So I have to ask: Why bother? If I had hand-coded this in VFP (or any other data-centric language), it would have been done last week, and it would have been just as easy to execute, maintain, and turn over. Especially if I had a framework to start off with. Hmmn…

Published June 19th, 2007

Certification revamp at MS does not inlude VFP

Well, this was certainly a logical development: no new FoxPro, no more certifications. Sorry that I’m not an expert on MS certs, but have VFP certifications been available in the pat year?Anyway, for those looking to get certified, there is a little hope: “We’re open to discussing it with customers but at this time we have no further plans to address FoxPro.” said Master of exams Lutz Ziob, GM of Microsoft Learning.

MasFoxProCerts anyone?

Published June 19th, 2007

Under rock? SP2 and Sedna betas released.

Others have blogged about this already, but just in case you use my humble blog for all your Visual FoxPro news and announcements (a man can dream, can’t he?), Microsoft has released FoxPro 9 Service Pack 2 and its “Sedna” extensions in beta.

Enjoy!

Published June 18th, 2007

Just a Cool Day

Ever get stuck on a word? Here it is, only 9:30am, and I must have used the word ‘cool’ 4 times already. Once in front of my boss (”Ok, that’s cool. Thanks”), another in front of our data operations director (”Cool, I like it.”), yet another with a colleague (discussing his recent trip to Scotland), and finally again on the phone with my doctor (I have a sore throat).
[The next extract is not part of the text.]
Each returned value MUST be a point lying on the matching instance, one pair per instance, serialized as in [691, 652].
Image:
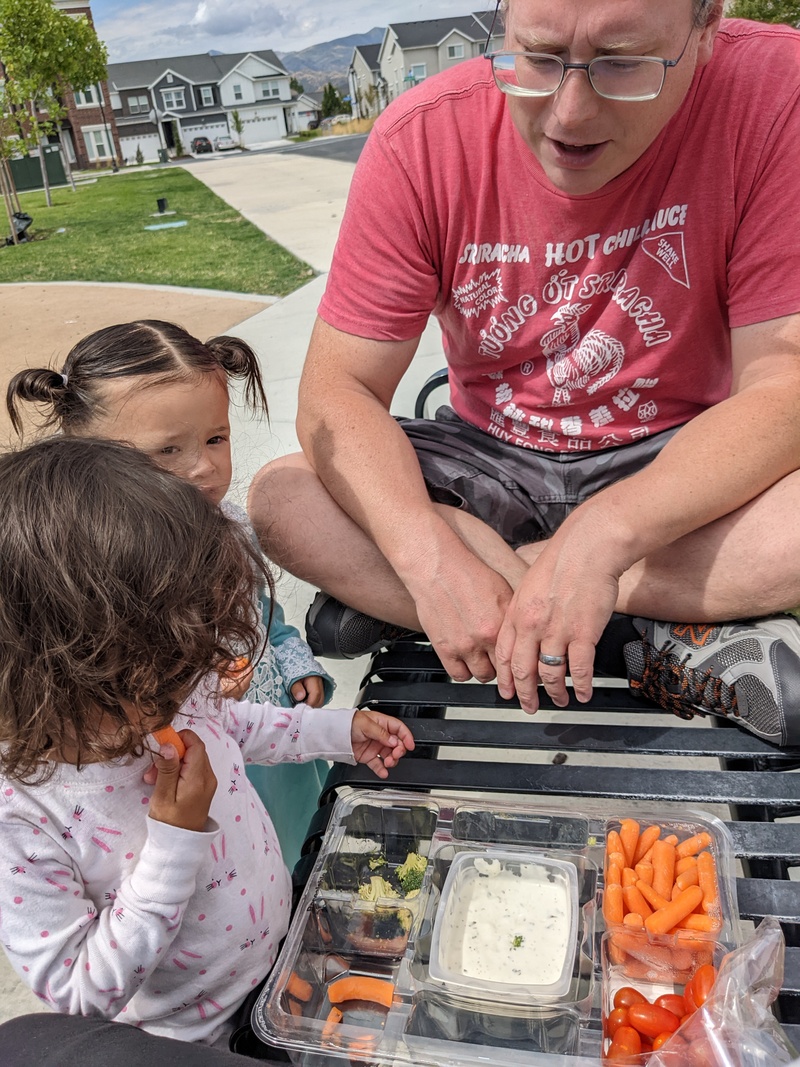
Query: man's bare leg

What’s funny is just before I drove in I was thinking about Craig Bailey’s post from last year “VFP: How to make Visual FoxPro cool“.

But “cool” needs to take a back seat at the moment.

Now, for VFP, it’s about being a survivor.

In September, I will be presenting at Fox Forward. My discussion will be about using VFP for Data Warehousing — especially for the prototype/iterate phase of planning and as an ETL tool. There is nothing really ‘cool’ about using FoxPro for ETL (although, I’ll try my best on FoxETL.com, a site I’m in the process of putting together for this very topic). After all, we’re talking about lots of code, objects and design patterns, schedules, staging, shuffling data, etc. Nothing groundbreaking, nothing cool: But incredibly valuable.

When you think about how much it costs to build a full Business Intelligence solution (could be in the $-millions-$), you can really begin to lose sleep. Couple that with the fact that many small and medium organizations, who realize that their data is a valuable asset, simply do not have access to resources (DBAs, SQL Programmers, Business Objects gurus, etc.) to implement such a solution. FoxPro presents an interesting and powerful alternative to the big players, all for a fraction of the cost. Everything you can do in SSIS for example, you can do in FoxPro (What Tod? Are you serious? Yup. I am). And in my humble opinion, you can do it better.

I suppose — come to think of it — that this makes VFP pretty darn cool. No? And using VFP for these types of tasks not only fills a large gap in the market, but also gives us die-hard FoxPro programmers lots to do in the foreseeable future.

Published June 13th, 2007

Web Analysis with VFP: Download, Parse, and Stage

My Web Analysis application is beginning to take shape. At the moment, I have created a little road map document (which I’ll share shortly), defined all my base classes (the entire application will be made available in the coming months), and proved the general concept (see below).

To recap, this project is about building a tool to help me make better business decisions on and using the Internet. While there are a ton of canned products on the market, I feel that I can get what I need with VFP (and get it better). In general, I want to be able to download a variety of data from my server, analyze it, and use that data to make decisions (everything from what IPs to ban to how I might redesign a certain page). See my post “Business Intelligence Through Web Analysis” for more details.

The following zip file contains all the code necessary to prove the concept. It (a) establishes a database, (b) downloads the log files from the FTP server, and (c) parses the file, storing it in a stage directory, which I can then use to create a Dimensional Model for analysis purposes. Here’s the programs:

web_analytics.zip

In the zip, you will find:

  • wa_main.prg (the setup program, check the path and run this once)
  • functions.prg (a place to store my functions, this will become a class soon)
  • download.prg (set your server information up and run, it calls load_logfile(), which lives in functions.prg)
  • ftp/ftp.prg (FTP services class written by Robert Abram many moons ago — still works great, requires wininet.dll)

Now that the concept has been proved, and I can visually analyze my log files, I will start to build an application in VFP9 around it. Stay tuned!